Tillich writes “In order to experience his finitude, man must look at himself from the point of view of a potential infinity. In order to be aware of moving toward death, man must look out over his finite being as a whole; he must in some way be beyond it.” Tillich’s language is difficult, and I slog through even the smallest reading assignments. But Prof. Kimball is patient, and passionate about the power of Tillich’s work, and I challenge him and challenge him across his desk during our seminar which gathers weekly in a small circle in his office. Some courage begins to grow in me.

I am researching a paper and I read these words by the psychologist Erich Fromm, and copy them into my journal: “The common suffering is… the awareness that life runs out of one’s hand like sand, and that one will die without having lived.” This is it; my greatest fear here in this book. Finally I understand what I have to do. I have to live.
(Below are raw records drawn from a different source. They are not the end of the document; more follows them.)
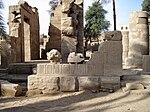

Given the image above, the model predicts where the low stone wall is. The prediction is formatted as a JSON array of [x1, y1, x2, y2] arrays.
[[28, 31, 122, 93]]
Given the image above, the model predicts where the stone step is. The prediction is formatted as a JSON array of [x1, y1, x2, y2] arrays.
[[8, 63, 37, 74], [0, 74, 29, 83], [121, 75, 150, 81], [0, 69, 8, 74]]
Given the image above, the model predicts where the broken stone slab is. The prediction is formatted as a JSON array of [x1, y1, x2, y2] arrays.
[[68, 52, 84, 63], [102, 31, 122, 41], [60, 76, 77, 92], [78, 76, 100, 91], [26, 90, 42, 96], [122, 83, 144, 92], [142, 55, 150, 72], [28, 75, 60, 94], [0, 80, 22, 97]]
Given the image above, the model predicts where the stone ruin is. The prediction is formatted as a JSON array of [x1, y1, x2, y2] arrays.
[[0, 0, 150, 96], [28, 31, 122, 95], [120, 11, 150, 68], [46, 0, 84, 62], [9, 0, 39, 63]]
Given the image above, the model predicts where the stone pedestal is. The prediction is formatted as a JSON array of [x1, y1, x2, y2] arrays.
[[121, 31, 129, 63], [28, 31, 122, 93], [142, 55, 150, 72], [125, 11, 149, 68], [9, 1, 40, 63]]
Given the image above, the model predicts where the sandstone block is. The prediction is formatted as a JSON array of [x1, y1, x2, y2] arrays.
[[60, 76, 77, 92], [123, 83, 144, 92], [47, 49, 61, 63], [78, 76, 100, 90], [26, 90, 42, 96], [103, 41, 122, 76], [102, 31, 122, 41], [28, 75, 59, 94], [142, 55, 150, 72], [0, 80, 22, 97], [68, 52, 84, 63], [75, 0, 83, 5], [61, 26, 74, 36], [100, 76, 120, 84], [61, 17, 73, 27]]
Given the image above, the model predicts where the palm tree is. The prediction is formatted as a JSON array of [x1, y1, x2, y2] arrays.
[[0, 0, 6, 38]]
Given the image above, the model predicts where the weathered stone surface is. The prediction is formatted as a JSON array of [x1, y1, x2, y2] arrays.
[[78, 76, 100, 90], [0, 80, 22, 97], [99, 41, 122, 76], [125, 11, 149, 68], [28, 75, 59, 94], [102, 31, 122, 41], [61, 17, 73, 27], [123, 83, 144, 92], [60, 76, 77, 92], [142, 55, 150, 72], [62, 27, 74, 36], [9, 0, 40, 63], [121, 31, 129, 63], [100, 76, 120, 84], [68, 52, 84, 63], [26, 90, 42, 96], [47, 49, 61, 63], [46, 0, 84, 63]]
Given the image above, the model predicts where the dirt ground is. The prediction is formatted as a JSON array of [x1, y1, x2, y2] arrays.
[[0, 91, 150, 112]]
I have to live passionately, creatively, vibrantly right now, living a life so full that when it comes time to die it will have been enough.

This is the heart of what I want to talk to you about today. I believe that whenever we realize that we are mortal, whether it is because of something scary the doctor finds during routine tests, or just because the reality of our fragility comes fully to mind, it changes how we see our lives. It changes what seems important and what seems urgent.
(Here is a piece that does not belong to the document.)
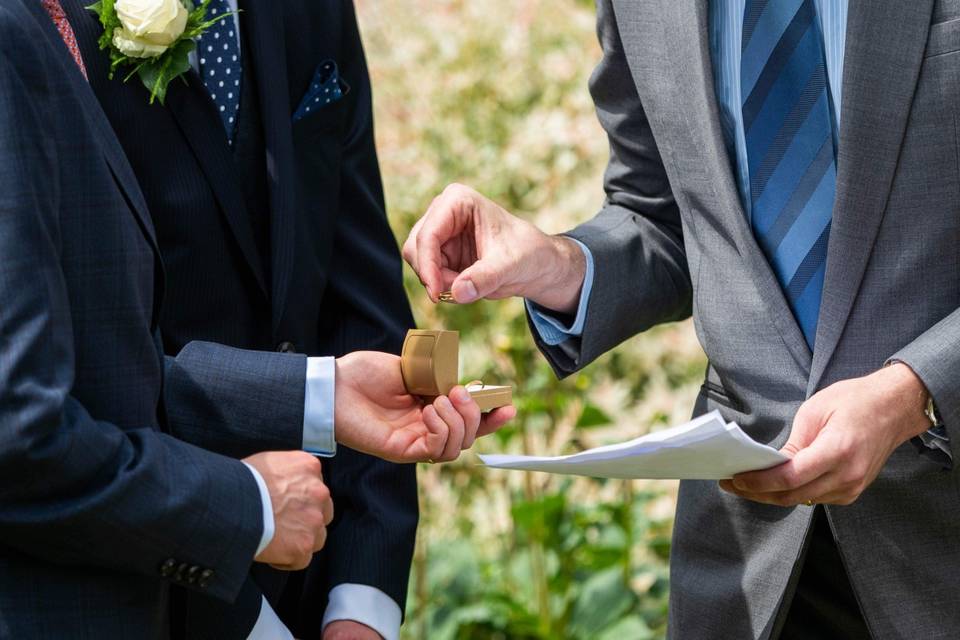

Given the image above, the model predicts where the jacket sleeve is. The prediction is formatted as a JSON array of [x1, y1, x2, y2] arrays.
[[0, 51, 263, 599], [531, 0, 692, 377], [890, 309, 960, 454], [164, 342, 307, 458]]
So I want to invite you to join me in a moment of meditation. This meditation is by our dear Thich Nhat Hanh meditation from Blooming of the lotus
(Exercise 10 p. 50-51)


When we dare to become present with our own impermanence, what thoughts rise?
[pause]

What things in your life surge to importance when you look at your life from that vantage point?
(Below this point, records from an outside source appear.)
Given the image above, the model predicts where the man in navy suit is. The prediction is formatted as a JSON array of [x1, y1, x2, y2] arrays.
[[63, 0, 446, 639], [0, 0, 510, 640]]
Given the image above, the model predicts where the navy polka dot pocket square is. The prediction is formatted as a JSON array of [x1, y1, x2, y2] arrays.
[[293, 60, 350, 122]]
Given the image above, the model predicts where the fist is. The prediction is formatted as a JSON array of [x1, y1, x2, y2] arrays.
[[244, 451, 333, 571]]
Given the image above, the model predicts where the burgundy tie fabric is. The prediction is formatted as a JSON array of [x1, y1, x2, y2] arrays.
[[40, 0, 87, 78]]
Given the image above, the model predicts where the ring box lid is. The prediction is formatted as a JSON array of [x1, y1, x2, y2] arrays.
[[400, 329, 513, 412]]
When you look back at your life today, as if there might be no tomorrow for you, what parts of your life are you most proud of? most grateful for?
[pause]

The next is a more difficult question- when you look back at your life as if from the end, are there things you feel are missing from your life? Lost opportunities or dreams? Some of these lost dreams that come to mind we can only grieve: if we turned away from a path we regret never taking, if we wish we had spent more time with a loved one who is now deceased. It is healing to take time to grieve these losses, these parts of our life that never were. To grieve and let go of that which will not be, even if that takes time and patience, lightens us for whatever is ahead.

A great gift of facing the reality of our death is that we can make choices about the time that remains for us. If you learned today that your remaining life had a discreet number of days, what would you do?
[pause]

Now I am Forty-something, and it has been many years since I laid awake at night anxious about my non-being. Every so often I still come face to face with my own mortality. More often I face the mortality of people I love dearly. I try to remain present with that awareness, to summon that existential courage.

Our state of mind when we face death is different than our ordinary state of mind. On a day when the normal priorities are paying bills and getting dinner on the table, mindfulness of death gives us a different perspective; it makes us think of life as a whole piece. It helps us clarify our values. Being present with our own mortality sometimes helps us let the dinner dishes sit if it means we can spend time with some we love. In this season when snow and ice interrupt our plans, remembering the impermanence of all things might help us cherish the fresh snowfall.

The realization of our own death comes to us as a wake-up call. Sometimes our fear tells us that we are afraid of dying un-reconciled, unfulfilled. When we face death we realize how lucky we are to still have time to reconcile, to connect, to fulfill our dreams. Sometimes it nudges us to be fully present to this very moment, even to our fears, because the more we are present the more we will know that we are really living. When we face death, this precious moment, fully lived, is enough. Death robs us of complacency, but shows us what it means to live.